I repeated my remark. "This is the first I've heard of it," the man said. "Why wasn't it reported before? It's over a week ago, you say."

"About that," I agreed, "but it was reported. Mr. Bryce went down himself to tell you." And here I looked warningly at Moira. She gave no sign that she had noticed my glance, but somehow I felt that she quite understood what was required of her.

"I don't deny he might have come down," the man ran on, "but all the same no report has reached us."

"That's mighty curious," I said with assumed thoughtfulness. "Now I come to think of it, it struck me at the time that you people hadn't followed the matter up. I meant to ask Mr. Bryce about it, but the matter went clean out of my mind, and it was just this moment that I recollected it. It does seem a bit of a puzzler."

"If you tell me all that happened, Mr. Carstairs," the sergeant suggested, "it might help us a bit. There's something very like a motive in this."

I gave him a rather sketchy account of the night of the burglar's visit, but, without actually giving a false description of the burglar himself, I so drew him that he would be difficult to recognise. I was swayed by cautiousness more than anything else at the moment, but I fancy that deep down in my mind was a primitive longing to settle with the man without having recourse to the law. At any rate no policeman in the country would have arrested him on the description I gave.

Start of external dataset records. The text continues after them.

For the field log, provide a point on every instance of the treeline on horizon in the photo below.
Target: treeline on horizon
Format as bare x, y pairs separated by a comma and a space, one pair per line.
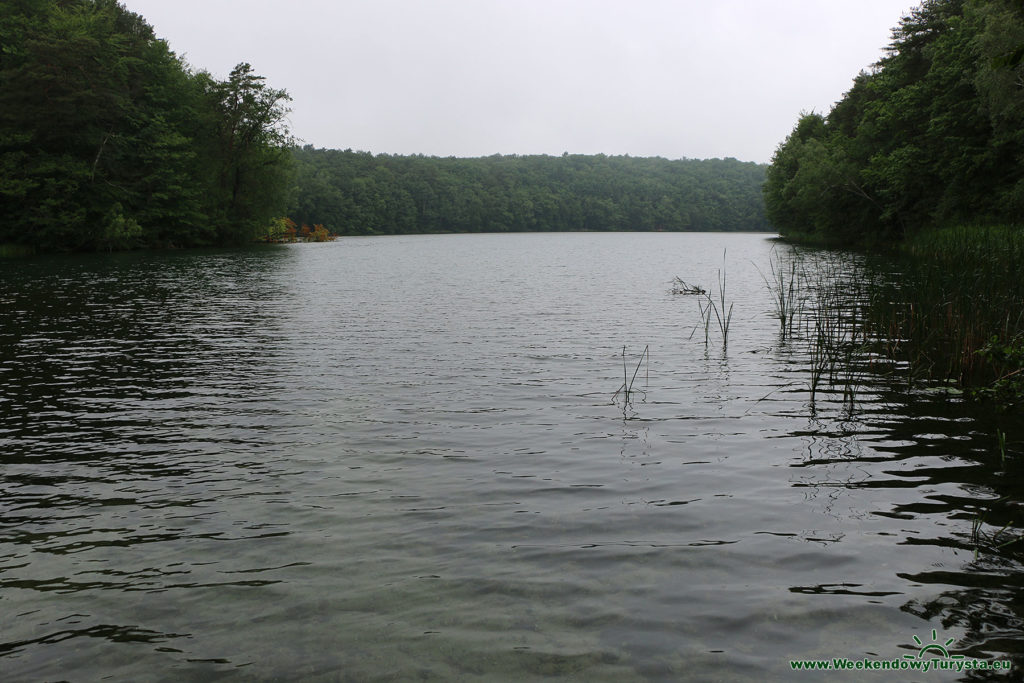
932, 136
109, 140
356, 193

"It's a pity he got away," said the sergeant when I'd finished. "It looks as if he's the man. What was taken, Mr. Carstairs?"

"According to Mr. Bryce there wasn't anything even touched."

"Looks as if Mr. Bryce had a past," the man said in a half-whisper meant for my ears alone.

I regarded the suggestion with alarm. "I don't see how that could be," I told him. "I've known him for a good many years, and my father knew him before that. But of course I've been in the Islands for close on to four years, and something that I am unaware of may have occurred in that time."